En la ribera sur que hay al otro lado del mismo Mare Nostrum en el que nos bañamos todos los veranos, las masas urbanas y los universitarios en paro de los países árabes nos están dando una lección de civismo, al arriesgar su integridad física reclamando libertad, derechos, democracia y lucha contra la corrupción. Lo cual nos llena de orgullo a los europeos, por cuanto tiene de reconocimiento de la superior legitimidad de nuestros sistemas políticos por parte de nuestros ancestrales adversarios históricos (desde la expansión del islam y las Cruzadas hasta el demasiado reciente colonialismo).
Pero si contemplamos la cuestión con mayor distanciamiento crítico, prescindiendo de prejuicios etnocéntricos, deberemos reconocer que nuestro complejo de superioridad parece del todo desenfocado. ¿Seguro que nuestras decadentes democracias son éticamente superiores a sus cleptocracias autoritarias? Pero entonces, ¿por qué las hemos venido apoyando, y continuaremos haciéndolo con las dictaduras que sobrevivan, pese a cuanto ahora digamos con cínica hipocresía? ¿No será que en el fondo nuestros sistemas son demasiado parecidos a los suyos, por impecablemente democrática que sea nuestra fachada jurídica? Al plantear esa inquietante posibilidad cabe llegar a una desalentadora sospecha, y es que los manifestantes árabes quizá estén pecando de ingenuos, si piensan que la democracia de estilo europeo les va a redimir y salvar de su actual desesperación política.
Es posible que mis sospechas sean demasiado exageradas, pues lo que parece seguro es que la juventud árabe envidia desde luego todas nuestras libertades. Ahora bien, aquí también podríamos decir como Lenin: ¿libertad para qué? Es verdad que nuestros universitarios están casi tan desempleados como los suyos, y si quieren medrar también tienen que emigrar a Reino Unido (los médicos) o a Alemania (los ingenieros). Pero al menos, nuestros jóvenes gozan de toda clase de libertades. Una libertad que no invierten en masivas manifestaciones para reclamar el fin de la corrupción y la reforma del injusto sistema político, como hacen los jóvenes árabes, sino que la gastan en masivos botellones (¡incluso en el Paraninfo de la Universidad Complutense!) o masivas descargas ilegales de música y cine gratuitos, mientras esperan sine die que sus familias o las autoridades les busquen empleo fijo. Ya sé que estoy cayendo en la demagogia, pero es que hay cosas indignantes. Y para evitar la caída en estas comparaciones odiosas, tratemos de hacer otras que resulten más justas.
La comparación entre los sistemas sociales del norte y del sur del Mediterráneo arroja abismales diferencias tanto demográficas (género, familia y estructura de la población) como económicas (estructura productiva y distribución de la renta) y educativas (alfabetización, escolarización, secularización).

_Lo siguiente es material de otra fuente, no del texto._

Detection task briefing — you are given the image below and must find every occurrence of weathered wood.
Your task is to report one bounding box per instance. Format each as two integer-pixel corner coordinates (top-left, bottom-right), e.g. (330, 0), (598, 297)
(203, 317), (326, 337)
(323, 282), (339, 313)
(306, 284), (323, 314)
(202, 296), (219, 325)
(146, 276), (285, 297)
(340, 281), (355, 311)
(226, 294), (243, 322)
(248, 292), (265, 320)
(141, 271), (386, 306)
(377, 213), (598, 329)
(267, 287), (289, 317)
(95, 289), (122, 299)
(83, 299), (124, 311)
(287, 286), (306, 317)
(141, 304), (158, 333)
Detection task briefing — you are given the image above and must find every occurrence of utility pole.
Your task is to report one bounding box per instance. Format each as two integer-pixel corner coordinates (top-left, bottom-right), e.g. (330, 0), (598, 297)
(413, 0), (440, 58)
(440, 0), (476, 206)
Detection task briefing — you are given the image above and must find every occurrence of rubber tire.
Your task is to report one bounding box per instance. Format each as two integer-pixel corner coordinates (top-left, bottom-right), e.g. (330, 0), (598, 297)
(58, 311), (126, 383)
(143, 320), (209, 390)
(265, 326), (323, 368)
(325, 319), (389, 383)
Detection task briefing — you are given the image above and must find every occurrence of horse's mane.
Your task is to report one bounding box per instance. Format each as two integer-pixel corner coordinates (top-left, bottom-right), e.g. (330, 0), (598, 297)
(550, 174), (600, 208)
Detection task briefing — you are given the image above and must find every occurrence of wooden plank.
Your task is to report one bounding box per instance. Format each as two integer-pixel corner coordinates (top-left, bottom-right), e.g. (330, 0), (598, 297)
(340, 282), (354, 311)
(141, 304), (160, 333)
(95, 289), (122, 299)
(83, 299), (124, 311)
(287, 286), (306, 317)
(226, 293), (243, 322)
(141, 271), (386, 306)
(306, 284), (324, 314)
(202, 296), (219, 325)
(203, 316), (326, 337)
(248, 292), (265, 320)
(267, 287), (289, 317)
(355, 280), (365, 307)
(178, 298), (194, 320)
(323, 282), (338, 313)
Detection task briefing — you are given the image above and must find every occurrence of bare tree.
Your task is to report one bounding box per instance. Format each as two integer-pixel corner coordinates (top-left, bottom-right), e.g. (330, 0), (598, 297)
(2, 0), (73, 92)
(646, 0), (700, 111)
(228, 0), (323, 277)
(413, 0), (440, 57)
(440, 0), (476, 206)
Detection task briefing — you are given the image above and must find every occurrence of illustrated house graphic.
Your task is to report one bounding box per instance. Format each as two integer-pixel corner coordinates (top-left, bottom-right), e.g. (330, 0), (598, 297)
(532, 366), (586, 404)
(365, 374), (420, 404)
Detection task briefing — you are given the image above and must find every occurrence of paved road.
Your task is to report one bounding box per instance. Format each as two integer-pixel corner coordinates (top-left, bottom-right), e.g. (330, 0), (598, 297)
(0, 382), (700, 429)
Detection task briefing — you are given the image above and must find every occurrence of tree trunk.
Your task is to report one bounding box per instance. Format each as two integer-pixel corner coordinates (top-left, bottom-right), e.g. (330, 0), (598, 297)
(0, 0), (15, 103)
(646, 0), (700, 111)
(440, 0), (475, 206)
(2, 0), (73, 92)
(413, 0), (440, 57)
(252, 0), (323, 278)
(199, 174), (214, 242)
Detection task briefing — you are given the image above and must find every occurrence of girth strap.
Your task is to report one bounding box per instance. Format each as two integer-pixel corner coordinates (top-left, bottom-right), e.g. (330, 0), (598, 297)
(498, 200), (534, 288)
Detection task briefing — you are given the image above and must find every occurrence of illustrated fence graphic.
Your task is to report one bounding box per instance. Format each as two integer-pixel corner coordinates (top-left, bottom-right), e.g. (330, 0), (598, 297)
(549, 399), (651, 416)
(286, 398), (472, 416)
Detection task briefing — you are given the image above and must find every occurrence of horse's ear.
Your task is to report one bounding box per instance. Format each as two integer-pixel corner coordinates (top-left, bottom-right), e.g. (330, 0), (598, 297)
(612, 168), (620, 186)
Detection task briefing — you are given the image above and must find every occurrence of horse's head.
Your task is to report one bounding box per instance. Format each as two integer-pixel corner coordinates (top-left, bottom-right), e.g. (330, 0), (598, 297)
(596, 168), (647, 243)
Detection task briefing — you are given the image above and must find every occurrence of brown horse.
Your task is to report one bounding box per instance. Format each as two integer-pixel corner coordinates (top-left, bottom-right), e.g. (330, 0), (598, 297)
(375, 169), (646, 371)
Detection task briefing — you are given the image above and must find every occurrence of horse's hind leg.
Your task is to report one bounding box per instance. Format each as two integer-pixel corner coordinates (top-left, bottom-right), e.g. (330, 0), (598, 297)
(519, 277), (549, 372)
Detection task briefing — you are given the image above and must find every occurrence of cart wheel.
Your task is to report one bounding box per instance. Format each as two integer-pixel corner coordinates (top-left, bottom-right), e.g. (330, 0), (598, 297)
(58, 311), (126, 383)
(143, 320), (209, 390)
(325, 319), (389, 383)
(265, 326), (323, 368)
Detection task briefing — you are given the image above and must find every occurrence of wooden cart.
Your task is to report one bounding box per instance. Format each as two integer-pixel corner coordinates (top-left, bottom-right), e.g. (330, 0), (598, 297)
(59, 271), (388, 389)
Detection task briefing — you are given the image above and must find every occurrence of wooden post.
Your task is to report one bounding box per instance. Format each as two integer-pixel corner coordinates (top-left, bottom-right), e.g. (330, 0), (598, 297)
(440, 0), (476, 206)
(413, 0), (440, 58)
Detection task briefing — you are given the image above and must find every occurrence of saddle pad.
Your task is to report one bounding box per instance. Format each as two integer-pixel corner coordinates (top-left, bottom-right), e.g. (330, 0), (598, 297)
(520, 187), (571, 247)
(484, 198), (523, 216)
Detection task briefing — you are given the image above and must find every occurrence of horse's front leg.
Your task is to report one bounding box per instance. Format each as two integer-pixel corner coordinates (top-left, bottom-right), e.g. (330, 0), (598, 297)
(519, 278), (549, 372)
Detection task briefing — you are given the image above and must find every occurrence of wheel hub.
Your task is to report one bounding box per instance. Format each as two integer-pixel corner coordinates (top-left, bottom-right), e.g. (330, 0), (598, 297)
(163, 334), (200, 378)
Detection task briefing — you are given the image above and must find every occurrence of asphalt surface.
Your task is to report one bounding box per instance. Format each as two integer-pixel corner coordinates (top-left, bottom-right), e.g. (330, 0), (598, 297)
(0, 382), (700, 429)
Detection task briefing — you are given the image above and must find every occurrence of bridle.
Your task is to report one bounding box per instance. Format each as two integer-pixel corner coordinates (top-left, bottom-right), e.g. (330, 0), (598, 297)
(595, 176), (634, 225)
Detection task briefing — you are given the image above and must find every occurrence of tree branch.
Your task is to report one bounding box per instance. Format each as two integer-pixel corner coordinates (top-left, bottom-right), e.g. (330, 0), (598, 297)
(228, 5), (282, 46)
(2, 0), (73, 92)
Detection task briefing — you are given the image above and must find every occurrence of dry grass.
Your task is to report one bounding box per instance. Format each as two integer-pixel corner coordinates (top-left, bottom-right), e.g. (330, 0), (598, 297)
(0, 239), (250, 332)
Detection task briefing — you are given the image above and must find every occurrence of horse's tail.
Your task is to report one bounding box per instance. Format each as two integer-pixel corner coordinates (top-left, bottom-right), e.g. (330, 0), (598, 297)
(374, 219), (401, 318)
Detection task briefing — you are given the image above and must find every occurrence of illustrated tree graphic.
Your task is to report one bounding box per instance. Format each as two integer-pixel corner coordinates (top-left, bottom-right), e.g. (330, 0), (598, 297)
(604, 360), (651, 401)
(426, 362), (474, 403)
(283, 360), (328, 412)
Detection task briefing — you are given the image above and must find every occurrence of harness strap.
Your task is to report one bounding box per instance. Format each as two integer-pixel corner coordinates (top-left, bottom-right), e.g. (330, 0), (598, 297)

Pero en materia de sistemas políticos las semejanzas subterráneas son demasiado insidiosas como para pasarlas por alto. La única diferencia, aunque muy significativa, es el grado de limpieza, pluralismo y libertad de las elecciones presidenciales y legislativas. Al norte del Mediterráneo hay auténtica incertidumbre electoral, pues nunca se sabe quién va a ocupar el poder tras vencer en los comicios. Mientras que en el sur, en cambio, las elecciones están amañadas y no alteran el acceso al poder (exactamente igual que en la Restauración de Cánovas de hace un siglo, que tanto enorgullece a la derecha española). De ahí que, con arreglo a la definición minimalista (o electoral) de la democracia, podamos decir que nuestros sistemas son plenamente democráticos y los del Magreb no lo son.
Pero en todo lo demás, y sobre todo por cuanto afecta al ejercicio ordinario del poder efectivo, nuestros sistemas políticos son demasiado parecidos. Solo citaré cinco rasgos análogos: 1) la población no se siente en absoluto representada por una clase política que se comporta como una casta predatoria o parasitaria; 2) el poder siempre se ejerce en beneficio privado de sus redes clientelares con excluyente sectarismo; 3) los niveles de flagrante corrupción política son ciertamente escandalosos dada su patente impunidad; 4) no existe imperio de la ley ni cultura de la legalidad porque la justicia está politizada y subordinada al poder político; y 5) las instituciones carecen de autoridad legítima porque el poder siempre está personalizado a escala tanto estatal (presidencialismo) como local (caciquismo). Y para advertir estas inquietantes semejanzas no hay más que comparar a Gadafi con Berlusconi o a Ben Ali con Camps: la diferencia es que los magrebíes ya se han hartado de sus dirigentes mientras que los italianos o los valencianos todavía los reeligen con indulgencia plenaria.